American automaker Buick launched the Special in 1962 — the first American car with a standard V6 gasoline engine. Parent company General Motors called its newest V6 engine the "Fireball," a derivative of Buick's 215 cubic-inch (3.5-liter) aluminum V8. 

The new V6 and V8 engines were mostly the same, apart from two fewer cylinders and the former having a cast-iron block instead of aluminum. However, Buick dropped the V8 just two years after its initial release, and its V6 twin became an icon in American car culture.

It wasn't all honey and roses for Buick's new V6: The cast-iron block had a 90-degree cylinder bank angle, while the firing sequence was for a 120-degree pattern, giving the Fireball V6 a distinctive vibration. Instead of shoehorning a balance shaft to counter the shakes, GM engineers went for softer engine mounts to bring sanity amidst the chaos.

Despite its inherent shortcomings, the Buick V6 had stellar fuel efficiency and reliability, inspiring Buick to continue improving its strengths in the following years. For instance, the engine finally received an even-fire offset-pin crankshaft in 1977 to solve its characteristic shaking.

Welcome turbocharging

Even before the dawn of forced induction or turbocharging, the Buick 3800 V6 engine gained notoriety for being a workhorse. 1978 welcomed the Buick Regal and LeSabre Sport with a turbocharged 3.8-liter V6, good for about 165 horsepower. Buick upgraded the V6 with fortified connecting rods, a new flywheel, and a reconfigured harmonic balancer in 1981 — a precursor of what was coming a year after.

In 1982, Buick debuted the Regal T-Type and Grand National, equipped with a turbocharged V6 with up to 180 horsepower. But in 1987, Buick dropped the gauntlet with the GNX (Grand National eXperimental), a more hardcore Grand National with 276 horsepower. It may not sound like a lot in this modern world of 1,000-horsepower supercars, but 276 horses was a big deal in 1987.

With that much power, the GNX went from 0-60 mph in 4.7 seconds, enough to shame Italian exotics like Ferraris and Lamborghinis on the dragstrip at the time. In addition, it conquered the quarter mile in about 13 seconds, a remarkable feat for what is conceivably a practical, comfortable, and fun-to-drive roundabout.

Continuous engine improvements

The Buick V6 received an internal makeover in 1988, the same year that Buick rolled out its "3800 V6" branding. It gained a new balancer shaft, a steel camshaft, low-tension piston rings, and an electronic EGR (Exhaust Gas Recirculation) to lower emissions. The Series II model came in 1995 with even more improvements, like a higher 9.4:1 compression ratio, lightweight pistons, a new & lighter engine block, and a plastic intake manifold.

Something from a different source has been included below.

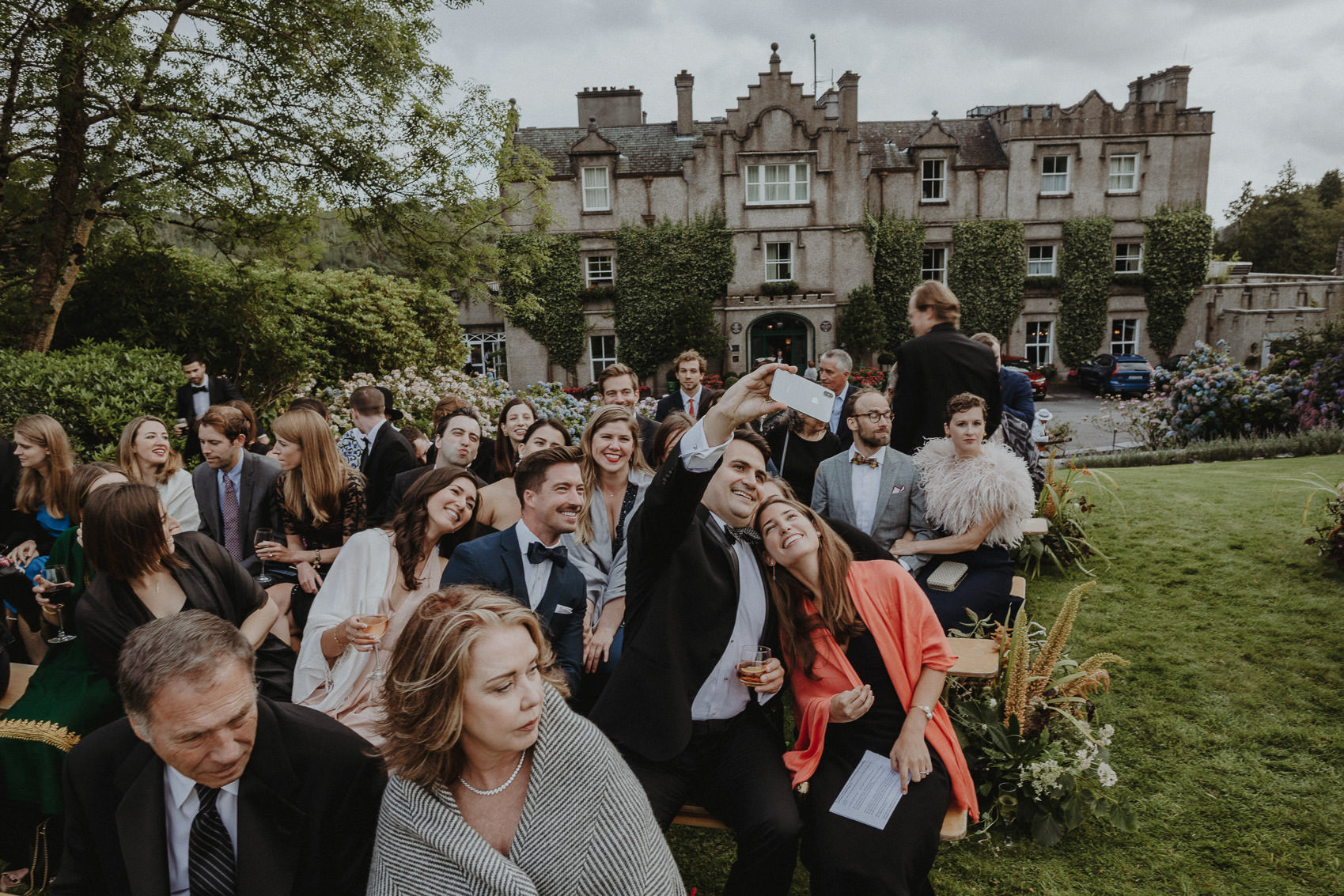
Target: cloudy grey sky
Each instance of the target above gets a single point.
(1272, 71)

Buick's longstanding 3800 V6 would continue in the 2000s as the Series III L26 variant in the Buick LaCrosse, Lucerne, and Pontiac Grand Prix. However, production for the Buick 3800 V6 ended in 2008 to make room for the all-new, naturally-aspirated LZ4 3500 OHV V6/LY7 3600 DOHC supercharged V6 with overhead camshafts, variable valve timing, and aluminum blocks.

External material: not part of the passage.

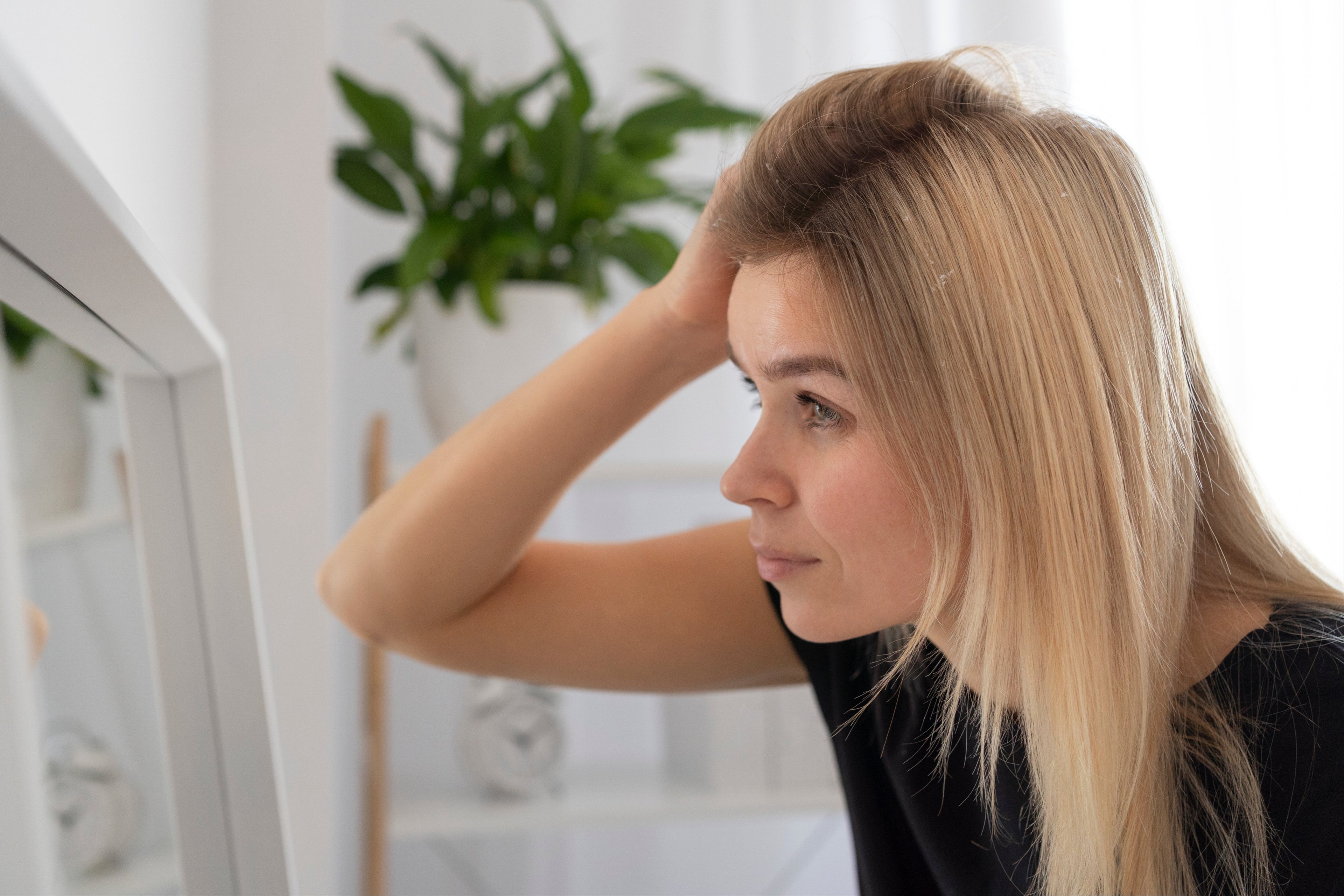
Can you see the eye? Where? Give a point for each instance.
(750, 385)
(822, 415)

The Buick 3800 V6 was so good that GM retired it 10 years beyond its initial 1999 estimate. Moreover, the numerous improvements over its decades-long lifespan have made it among the smoothest-operating V6 gas engines in production, earning the Ward's 10 Best Engines of the 20th Century award for its sturdy build quality, silent operation, and easier serviceability.